CMG: I’ve heard briefly about this, and I can’t find this at all, I don’t even know if it’s out there to find. The book, “What Wonder,” is this even available to buy?

PE: I don’t think so unless anyone is selling their copy they have. I just made maybe 150-200 copies of those a long time ago. Yeah, I sold out a long time ago. Just a little zine. I’d like to make more booklets. I don’t have any specific plans. I love the idea of releasing things other than records.

CMG: That seems to be the purpose behind P.W. Elverum & Sun.

PE: Yeah, totally. Although I’ve only put out records so far.

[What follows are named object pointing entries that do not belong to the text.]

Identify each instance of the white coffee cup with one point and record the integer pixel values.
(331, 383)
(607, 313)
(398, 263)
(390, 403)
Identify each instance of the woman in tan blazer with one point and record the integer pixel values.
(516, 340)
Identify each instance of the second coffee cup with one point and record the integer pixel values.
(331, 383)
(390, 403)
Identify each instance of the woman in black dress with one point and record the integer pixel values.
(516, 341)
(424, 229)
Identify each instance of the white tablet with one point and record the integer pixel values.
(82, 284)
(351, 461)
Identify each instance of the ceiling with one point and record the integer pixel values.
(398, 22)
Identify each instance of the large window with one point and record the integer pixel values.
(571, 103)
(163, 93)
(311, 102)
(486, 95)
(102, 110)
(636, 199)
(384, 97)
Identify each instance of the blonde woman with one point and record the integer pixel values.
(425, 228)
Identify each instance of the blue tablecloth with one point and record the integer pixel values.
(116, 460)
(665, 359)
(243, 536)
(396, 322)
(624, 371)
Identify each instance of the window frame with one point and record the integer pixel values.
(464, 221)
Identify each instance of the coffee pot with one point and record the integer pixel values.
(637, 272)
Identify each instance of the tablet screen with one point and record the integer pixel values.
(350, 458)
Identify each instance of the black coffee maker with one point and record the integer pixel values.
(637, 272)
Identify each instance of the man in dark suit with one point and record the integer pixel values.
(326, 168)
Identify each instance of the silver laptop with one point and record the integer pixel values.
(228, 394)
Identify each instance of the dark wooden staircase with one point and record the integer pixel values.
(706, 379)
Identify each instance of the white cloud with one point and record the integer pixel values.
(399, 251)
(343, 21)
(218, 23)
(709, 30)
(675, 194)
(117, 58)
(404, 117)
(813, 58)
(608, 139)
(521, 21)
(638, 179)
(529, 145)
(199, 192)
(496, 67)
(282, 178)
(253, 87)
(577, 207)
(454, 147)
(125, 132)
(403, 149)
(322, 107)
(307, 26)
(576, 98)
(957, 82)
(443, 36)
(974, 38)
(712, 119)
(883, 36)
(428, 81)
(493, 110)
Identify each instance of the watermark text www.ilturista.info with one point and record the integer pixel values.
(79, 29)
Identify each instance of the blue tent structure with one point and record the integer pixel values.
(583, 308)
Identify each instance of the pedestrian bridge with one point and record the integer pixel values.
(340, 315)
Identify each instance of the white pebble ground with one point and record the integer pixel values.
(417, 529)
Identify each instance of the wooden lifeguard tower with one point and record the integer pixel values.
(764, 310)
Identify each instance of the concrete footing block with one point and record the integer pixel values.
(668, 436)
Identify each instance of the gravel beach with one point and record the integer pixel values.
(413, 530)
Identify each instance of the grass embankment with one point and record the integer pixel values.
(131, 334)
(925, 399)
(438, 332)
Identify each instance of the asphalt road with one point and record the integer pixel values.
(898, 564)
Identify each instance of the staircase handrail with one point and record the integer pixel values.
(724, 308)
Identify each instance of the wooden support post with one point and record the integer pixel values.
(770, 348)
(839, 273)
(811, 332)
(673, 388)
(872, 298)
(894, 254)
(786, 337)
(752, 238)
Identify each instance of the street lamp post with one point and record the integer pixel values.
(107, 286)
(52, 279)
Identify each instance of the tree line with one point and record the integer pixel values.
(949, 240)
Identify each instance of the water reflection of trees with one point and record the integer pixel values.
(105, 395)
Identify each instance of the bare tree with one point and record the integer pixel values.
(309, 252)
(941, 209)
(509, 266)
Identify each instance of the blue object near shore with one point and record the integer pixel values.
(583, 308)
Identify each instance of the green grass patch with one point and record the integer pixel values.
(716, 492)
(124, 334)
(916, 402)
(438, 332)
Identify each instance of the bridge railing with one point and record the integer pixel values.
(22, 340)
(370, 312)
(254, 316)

CMG: Is there anything non-record coming up?

PE: Well…I had this idea of putting out a book of Thanksgiving lyrics. But I dunno if that’s going to happen because his other label, Marriage, has more first dibs, and I guess that’s a project they’ve been talking about doing. But yeah, books, I like to do books a lot.

CMG: As far as ‘SINGERS’ goes, would there be more albums that would be in the same kind of vein, or same approach?

PE: The idea with ‘SINGERS’ is that it’s a band, ‘SINGERS,’ I just made up of a million people. Ya know, it’s like different on every song. ‘SINGERS’ was the first album, the debut self-titled album…by ‘SINGERS.’ I had this idea for the second album, which I want to get a group of people together to record it.

CMG: Can you tell me what that idea is?

PE: Yeah, there’s this band from Anacortes called the Pounding Surfs, and they’re like from the late ’80s. It’s a small town, so all the people that are in bands are in every other band. Those guys later became this great grunge band called Gravel. The Pounding Surfs was kind of this folk-grunge band. Really incredible. They put out one record that was one of the first K records releases, like KLP5. I don’t think anyone has it anymore. I’ve thought about trying to re-release it on my own label, or something, it’s one of my favorite records ever. But I thought it would be a good ‘SINGERS’ second album to just cover the whole album. All of the songs are really good sing-alongs, and that’s sort of the tone of the Pounding Surfs too. Everyone sings all the time.

CMG: Aaron, from our site, wants to know where Mirah is.

PE: Right now?

CMG: I think he meant…where in general. Spiritually? What’s she doing?

PE: I’m not that frequently in touch with her either. She lives in Portland. She’s taking a year hiatus from performing and she’s working on a remix album. I mean she’s not working on it. Various people are remixing her songs. Including me, that’s something I have to work on pretty soon.

CMG: Do you have a song picked out?

PE: I’m gonna do “Don’t Die On Me,” which is one of the few songs that I’m not involved with. (laughs) I’m pretty excited. Also, it’s the one that’s got amazing Brazilian drumming.